Capturing Awe – August 24, 2003
Most of us have had the experience of being suddenly awestruck by something we usually take for granted. In one startling moment a sunset takes our breath away. In that moment we see with new eyes, and for a time afterward we see differently. Green is greener, stars dance brighter, and sounds ring clearer. But then we slip back into old ways. Green is just green, the stars no longer hold our gaze, and we grow too busy to hear the music around us.
How much richer our lives could be if instead of forgetting those moments of awe, we clung to them in such a way that they defined all other moments in our lives. Perhaps that is what God intended when He gave us such experiences.
Much of life seems mundane. All of us must wait in lines, wash dishes, make beds, and mow lawns. For some these moments are inconsequential or even tedious. However, for others these routine moments are infused with awe. These people have learned to let wonder reside inside them instead of merely letting it pass through them. They relive moments of wonder while waiting in lines. They hear a mountain brook when running water for dishes. They feel a spring breeze against their face when lifting the sheets to make a bed, and they relive the touch of dewy meadow grass against their ankles while mowing the lawn.

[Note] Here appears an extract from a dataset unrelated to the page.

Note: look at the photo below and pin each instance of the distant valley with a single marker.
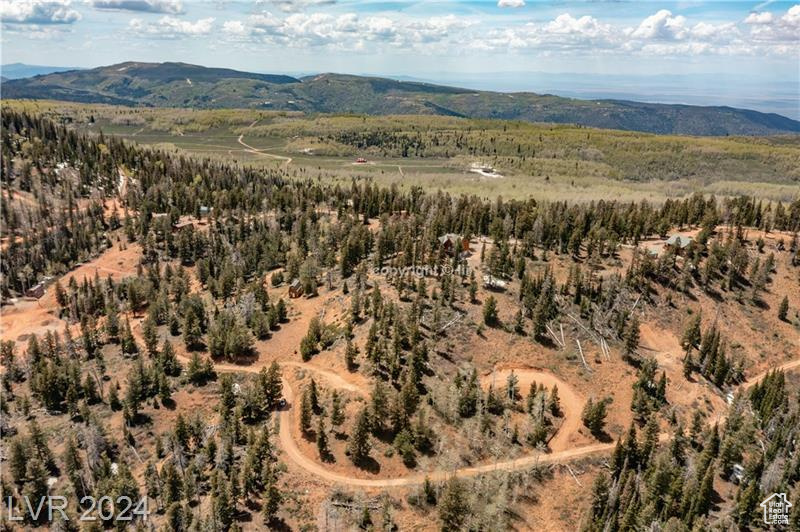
(192, 86)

William Blake once urged us, “to see a world in a grain of sand / And a Heaven in a wild flower.”[1] Such experiences are available to all—rich or poor, young or old, strong or weak. We don’t need to wait until nature takes us by surprise. Once we have experienced the wonder of a seemingly everyday moment—dust wisping through sunbeams or the curiosity of a child waiting in line with his mother—that wonder is ours to keep, if we want it. No matter what our hands are doing, our hearts can reach beyond the moment and capture the awe and beauty in life.
Program #3862
[1] “Auguries of Innocence,” Louis Untermeyer, comp., A Treasury of Great Poems (1955), 608.